Organizers originally said the Minuteman Project would draw upward of 800 participants, drawing skepticism from human rights activists and authorities who have seen similar efforts flop in the past.

Jim Gilchrist, a retired accountant from Aliso Viejo, Calif., who organized the project, said at least 100 volunteers had registered and dozens more were in town. There was no immediate way to independently verify the count.

Volunteers had been expected to keep arriving throughout the day, and it was difficult to distinguish them from counter-protesters and the merely curious.

The project is intended partly to draw attention to illegal immigration along the Arizona-Mexico border, considered the most vulnerable stretch of the 2,000-mile southern border.

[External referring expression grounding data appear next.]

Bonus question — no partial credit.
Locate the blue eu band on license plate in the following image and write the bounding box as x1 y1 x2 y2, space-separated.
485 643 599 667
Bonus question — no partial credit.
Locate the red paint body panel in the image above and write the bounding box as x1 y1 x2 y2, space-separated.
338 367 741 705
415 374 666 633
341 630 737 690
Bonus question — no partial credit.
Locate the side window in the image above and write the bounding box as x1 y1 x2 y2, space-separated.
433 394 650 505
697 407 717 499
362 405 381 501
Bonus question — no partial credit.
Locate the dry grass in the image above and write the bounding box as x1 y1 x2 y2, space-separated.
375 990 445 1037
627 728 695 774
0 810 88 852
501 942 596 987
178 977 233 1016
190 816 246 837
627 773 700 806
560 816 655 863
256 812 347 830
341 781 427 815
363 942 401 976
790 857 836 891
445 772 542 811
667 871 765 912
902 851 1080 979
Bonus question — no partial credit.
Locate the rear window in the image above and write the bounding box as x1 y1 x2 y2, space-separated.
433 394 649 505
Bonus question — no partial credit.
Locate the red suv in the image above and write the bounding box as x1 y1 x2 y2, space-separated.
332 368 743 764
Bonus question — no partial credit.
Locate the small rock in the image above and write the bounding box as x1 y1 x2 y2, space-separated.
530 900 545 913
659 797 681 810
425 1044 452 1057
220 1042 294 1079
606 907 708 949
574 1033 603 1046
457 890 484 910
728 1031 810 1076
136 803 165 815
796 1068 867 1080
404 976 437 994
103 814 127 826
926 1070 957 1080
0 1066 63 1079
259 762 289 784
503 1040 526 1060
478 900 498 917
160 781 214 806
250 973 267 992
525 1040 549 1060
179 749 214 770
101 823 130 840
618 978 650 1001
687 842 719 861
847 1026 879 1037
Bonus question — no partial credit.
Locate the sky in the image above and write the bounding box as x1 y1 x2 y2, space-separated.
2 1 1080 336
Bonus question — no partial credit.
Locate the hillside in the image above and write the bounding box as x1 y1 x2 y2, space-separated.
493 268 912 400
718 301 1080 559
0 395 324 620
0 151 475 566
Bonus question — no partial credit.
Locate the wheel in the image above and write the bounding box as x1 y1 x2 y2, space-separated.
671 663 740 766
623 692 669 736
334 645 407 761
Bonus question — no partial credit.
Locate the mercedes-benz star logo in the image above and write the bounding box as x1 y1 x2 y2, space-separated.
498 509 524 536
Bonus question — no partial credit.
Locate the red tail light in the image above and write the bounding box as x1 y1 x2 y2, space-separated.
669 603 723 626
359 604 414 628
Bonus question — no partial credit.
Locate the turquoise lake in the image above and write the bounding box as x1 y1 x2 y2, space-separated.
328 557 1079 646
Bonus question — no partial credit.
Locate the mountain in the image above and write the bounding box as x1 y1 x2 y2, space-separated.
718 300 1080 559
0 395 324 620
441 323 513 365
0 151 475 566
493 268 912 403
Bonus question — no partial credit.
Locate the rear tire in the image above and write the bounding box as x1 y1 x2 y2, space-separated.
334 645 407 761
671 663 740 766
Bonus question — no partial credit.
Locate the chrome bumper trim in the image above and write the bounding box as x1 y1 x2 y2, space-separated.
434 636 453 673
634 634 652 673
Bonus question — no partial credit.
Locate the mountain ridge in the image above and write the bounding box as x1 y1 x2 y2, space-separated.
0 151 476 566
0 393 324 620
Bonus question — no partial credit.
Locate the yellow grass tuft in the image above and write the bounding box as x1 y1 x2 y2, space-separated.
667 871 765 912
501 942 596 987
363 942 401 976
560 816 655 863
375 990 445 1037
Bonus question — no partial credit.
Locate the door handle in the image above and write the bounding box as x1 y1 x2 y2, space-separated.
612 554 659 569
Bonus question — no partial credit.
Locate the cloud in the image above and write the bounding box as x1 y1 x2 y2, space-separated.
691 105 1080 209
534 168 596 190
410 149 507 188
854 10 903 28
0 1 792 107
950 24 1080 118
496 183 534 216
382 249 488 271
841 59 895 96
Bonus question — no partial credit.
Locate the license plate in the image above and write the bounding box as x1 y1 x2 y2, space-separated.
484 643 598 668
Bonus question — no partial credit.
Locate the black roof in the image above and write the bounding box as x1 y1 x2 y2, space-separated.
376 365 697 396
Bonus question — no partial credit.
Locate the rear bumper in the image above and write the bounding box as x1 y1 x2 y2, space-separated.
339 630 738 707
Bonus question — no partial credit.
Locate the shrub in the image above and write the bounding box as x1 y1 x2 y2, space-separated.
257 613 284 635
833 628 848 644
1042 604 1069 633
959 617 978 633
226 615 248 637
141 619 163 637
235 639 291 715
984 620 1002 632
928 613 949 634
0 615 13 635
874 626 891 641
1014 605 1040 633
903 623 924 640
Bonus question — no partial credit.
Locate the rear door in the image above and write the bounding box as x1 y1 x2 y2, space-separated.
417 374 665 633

Of the 1.1 million illegal immigrants caught by the Border Patrol last year, 51 percent crossed into the country at the Arizona border.

Some people in this town nearly 30 miles north of the Mexican border, best known as the site of the 1881 shootout at the OK Corral, eagerly awaited the volunteers’ arrival as a way to boost the local economy.

Human rights activists expressed concern that the volunteers may abuse immigrants or get into violent confrontations with smugglers.

Robert Ordway said he was volunteering in response to the federal government’s admonition to be vigilant following the Sept. 11 terrorist attacks.

“The newspapers and the TV cameras are hoping something will go wrong and somebody will get hurt or somebody will do something stupid and that will draw attention,” said Ordway, from nearby Sierra Vista. “That ain’t going to happen. We’re not here to do that. We are here to support the Border Patrol, support the laws of the country and that’s what we’re after.